Other motor symptoms

Other motor symptoms include:
- Gait and posture disturbances:
- Shuffling gait is characterized by short steps, with feet barely leaving the ground. Small obstacles tend to cause the patient to trip.
- Decreased arm-swing
- Turning 'en bloc, rather than the usual twisting of the neck and trunk and pivoting on the toes, is when PD patients keep their necks and trunks rigid, requiring multiple small steps to accomplish a turn.
- Camptocormia
- Festination is a combination of stooped posture, imbalance, and short steps. It leads to a gait that gets progressively faster and faster, often ending in a fall.
- Gait freezing, also called motor blocks, is a manifestation of akinesia. Gait freezing is characterized by a sudden inability to move the lower extremities which usually lasts less than 10 seconds. It may worsen in tight, cluttered spaces, when attempting to initiate gait or turning around, or when approaching a destination. Freezing improves with treatment and also with behavioral techniques such as marching to command or following a given rhythm.
- Dystonia is abnormal, sustained, sometimes painful twisting muscle contractions, often affecting the foot and ankle (mainly toe flexion and foot inversion), which often interferes with gait.
- Scoliosis is abnormal curvature of the spine.
- Speech and swallowing disturbances:
- Hypophonia (soft speech).
- Monotonic speech—quality tends to be soft, hoarse, and monotonous.
- Festinating speech—excessively rapid, soft, poorly intelligible speech.
- Drooling is most likely caused by a weak, infrequent swallow.
- Dysphagia is an impaired ability to swallow, which in the case of PD is probably related to an inability to initiate the swallowing reflex or by a too long laryngeal or oesophageal movement. It can lead to aspiration pneumonia.
- Dysarthria is a form of speech disorder.
- Other motor symptoms and signs:
- Fatigue
- Hypomimia (a mask-like face).
- Difficulty rolling in bed or rising from a seated position.
- Micrographia (small, cramped handwriting).
- Impaired fine-motor dexterity and motor coordination
- Impaired gross-motor coordination.
- Akathisia (an unpleasant desire to move, often related to medication).

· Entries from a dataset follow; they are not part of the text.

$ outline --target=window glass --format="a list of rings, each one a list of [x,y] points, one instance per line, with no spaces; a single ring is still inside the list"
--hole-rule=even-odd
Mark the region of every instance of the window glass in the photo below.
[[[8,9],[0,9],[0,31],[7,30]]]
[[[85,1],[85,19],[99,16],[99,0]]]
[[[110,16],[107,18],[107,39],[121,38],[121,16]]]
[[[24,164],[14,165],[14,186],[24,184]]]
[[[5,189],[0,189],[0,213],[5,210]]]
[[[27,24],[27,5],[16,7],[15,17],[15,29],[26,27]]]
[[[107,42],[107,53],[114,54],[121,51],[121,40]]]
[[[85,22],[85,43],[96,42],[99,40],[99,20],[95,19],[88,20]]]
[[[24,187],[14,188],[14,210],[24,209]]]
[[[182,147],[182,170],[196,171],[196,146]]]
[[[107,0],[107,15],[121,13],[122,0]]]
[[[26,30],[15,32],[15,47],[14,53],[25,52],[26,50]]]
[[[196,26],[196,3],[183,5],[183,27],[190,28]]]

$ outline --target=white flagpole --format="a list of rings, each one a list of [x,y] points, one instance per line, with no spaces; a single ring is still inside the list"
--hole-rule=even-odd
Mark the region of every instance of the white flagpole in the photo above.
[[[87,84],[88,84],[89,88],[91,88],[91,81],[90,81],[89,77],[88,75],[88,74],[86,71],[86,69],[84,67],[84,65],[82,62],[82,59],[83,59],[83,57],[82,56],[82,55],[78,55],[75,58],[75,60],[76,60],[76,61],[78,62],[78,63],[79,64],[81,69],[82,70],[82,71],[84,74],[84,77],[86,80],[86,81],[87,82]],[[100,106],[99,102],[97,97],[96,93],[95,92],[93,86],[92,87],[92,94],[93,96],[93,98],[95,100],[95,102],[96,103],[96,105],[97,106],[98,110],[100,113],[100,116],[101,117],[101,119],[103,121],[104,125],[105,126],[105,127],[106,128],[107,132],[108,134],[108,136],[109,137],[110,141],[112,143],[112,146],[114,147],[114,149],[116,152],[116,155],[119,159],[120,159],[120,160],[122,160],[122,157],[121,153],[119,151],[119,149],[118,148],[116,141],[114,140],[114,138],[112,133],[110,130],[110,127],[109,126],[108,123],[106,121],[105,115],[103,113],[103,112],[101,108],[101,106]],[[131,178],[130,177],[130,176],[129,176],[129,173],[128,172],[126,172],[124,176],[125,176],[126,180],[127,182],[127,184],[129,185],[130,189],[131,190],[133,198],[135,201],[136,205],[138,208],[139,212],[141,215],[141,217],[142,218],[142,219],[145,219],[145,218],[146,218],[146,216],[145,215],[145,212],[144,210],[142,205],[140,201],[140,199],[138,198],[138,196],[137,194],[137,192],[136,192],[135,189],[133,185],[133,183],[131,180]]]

- Reemergence of primitive reflexes.
- Glabellar reflex
Neuropsychiatric
| Mood problem | Prevalence | Depression | Apathy | Anxiety |
|---|---|---|---|---|
| 58% | ||||
| 54% | ||||
| 49% |
Parkinson's disease causes neuropsychiatric disturbances, which mainly include cognitive disorders, mood disorders, and behavior problems, and can be as disabling as motor symptoms.
Since L-Dopa, the widely used drug in Parkinson's disease treatment, is decarboxylated by aromatic L-amino acid decarboxylase (AADC), which is found in both dopaminergic and serotonergic neurons, it is possible for serotonergic neurons to convert L-Dopa into dopamine and generate excessive neuronal death by creating reactive oxygen species and quinoproteins. The association of serotonin with mood and cognition may explain some of the side-effects observed in patients treated with L-Dopa due to serotonin deficit.Stansley, B. J., & Yamamoto, B. K. (2012). L-dopa-induced dopamine synthesis and oxidative stress in serotonergic cells. Neuropharmacology, 67, 243–251. doi:10.1016/j.neuropharm.2012.11.010
In most cases, motor symptoms predominate at early PD stages, while cognitive disturbances (such as mild cognitive impairment or dementia) emerge later. The onset of parkinsonism in PD relative to dementia is used as an arbitrary criterion to clinically distinguish Parkinson's disease dementia (PDD) and dementia with Lewy bodies (DLB) using a 'one-year rule'. Dementia onset within 12-months of or at the same time as motor dysfunctions qualified as DLB, whereas in PDD, parkinsonism had to precede dementia by at least one year.
Cognitive disturbances occur even in the initial stages of the disease in some cases. A very high proportion of patients have mild cognitive impairment as the disease advances. Most common deficits in nondemented patients are:
- Executive dysfunction, which translates into impaired set shifting, poor problem solving, and fluctuations in attention among other difficulties
- Slowed cognitive speed (bradyphrenia)
- Memory problems can occur, specifically in recalling learned information, with an important improvement with cues. Recognition memory is less impaired than free recall, pointing towards a retrieving more than to an encoding problem.
- Regarding language, patients are found to have problems in verbal fluency tests.
- Visuospatial skills difficulties, which are seen when the person with PD is for example asked to perform tests of face perception and perception of line orientation.
Deficits tend to aggravate with time, developing in many cases into dementia. A person with PD has a six-fold increased risk of developing it, and the overall rate in people with the disease is around 30%. Moreover, prevalence of dementia increases in relation to disease duration, going up to 80%. Dementia has been associated with a reduced quality of life in patients and caregivers, increased mortality, and a higher probability of moving to a nursing home.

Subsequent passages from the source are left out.